Para mostrar que o melhor conhecimento de um campo tende a aumentar o volume estimado de petróleo, o autor cita o caso da bacia do rio Kern, na Califórnia. Quando foi descoberta, em 1899, especialistas calcularam que a extração renderia cerca de 54 milhões de barris. Após muito tempo de exploração, em 1986, a estimativa, feita com novas técnicas, era de 970 milhões de barris restantes.

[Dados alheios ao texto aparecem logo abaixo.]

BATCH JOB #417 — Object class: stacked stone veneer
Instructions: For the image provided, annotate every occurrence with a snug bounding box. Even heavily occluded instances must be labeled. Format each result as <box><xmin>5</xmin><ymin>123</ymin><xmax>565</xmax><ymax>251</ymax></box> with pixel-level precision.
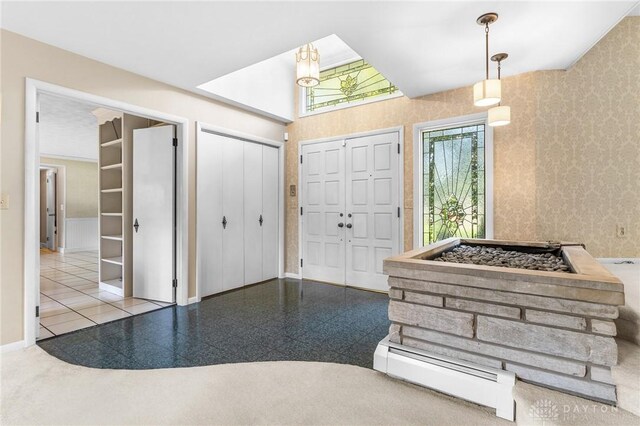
<box><xmin>385</xmin><ymin>240</ymin><xmax>624</xmax><ymax>403</ymax></box>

A tendência apontada por Maugeri é válida também para os campos de petróleo brasileiros, de acordo com o geólogo Giuseppe Bacoccoli, pesquisador visitante do programa de pós-graduação em engenharia da Universidade Federal do Rio de Janeiro (Coppe/UFRJ). “Para não criar expectativas excessivamente favoráveis e não superdimensionar as facilidades de produção, os profissionais que avaliam as reservas de um campo tendem a optar por estimativas mais pessimistas, considerando-se a incerteza dos dados. Depois, com a adição de novos dados, as estimativas são revistas, geralmente para mais”, explica.

Segundo o artigo, além dos avanços tecnológicos e do conhecimento mais preciso dos poços existentes, o crescimento das reservas é condicionado pelo preço do óleo no mercado e por decisões políticas. Nas últimas duas décadas, países ricos em petróleo como Iraque e Arábia Saudita deixaram de investir nas atividades de exploração para evitar um excesso de produção que derrubaria o preço do petróleo. Maugeri defende que os falsos alarmes quanto à crise petrolífera apenas levam os países industrializados a atitudes imperialistas de dominação das regiões produtoras de petróleo.

Embora afaste a hipótese de um fim próximo das reservas mundiais de petróleo, o artigo de Maugeri não faz nenhuma previsão sobre até quando elas devem durar. Já Bacoccoli estima que o petróleo possa continuar como fonte de energia primária pelos próximos 50 anos. “No entanto, antes disso o recurso poderá ser destronado por fontes energéticas mais econômicas e convenientes, como gás natural ou hidrogênio”, ressalta.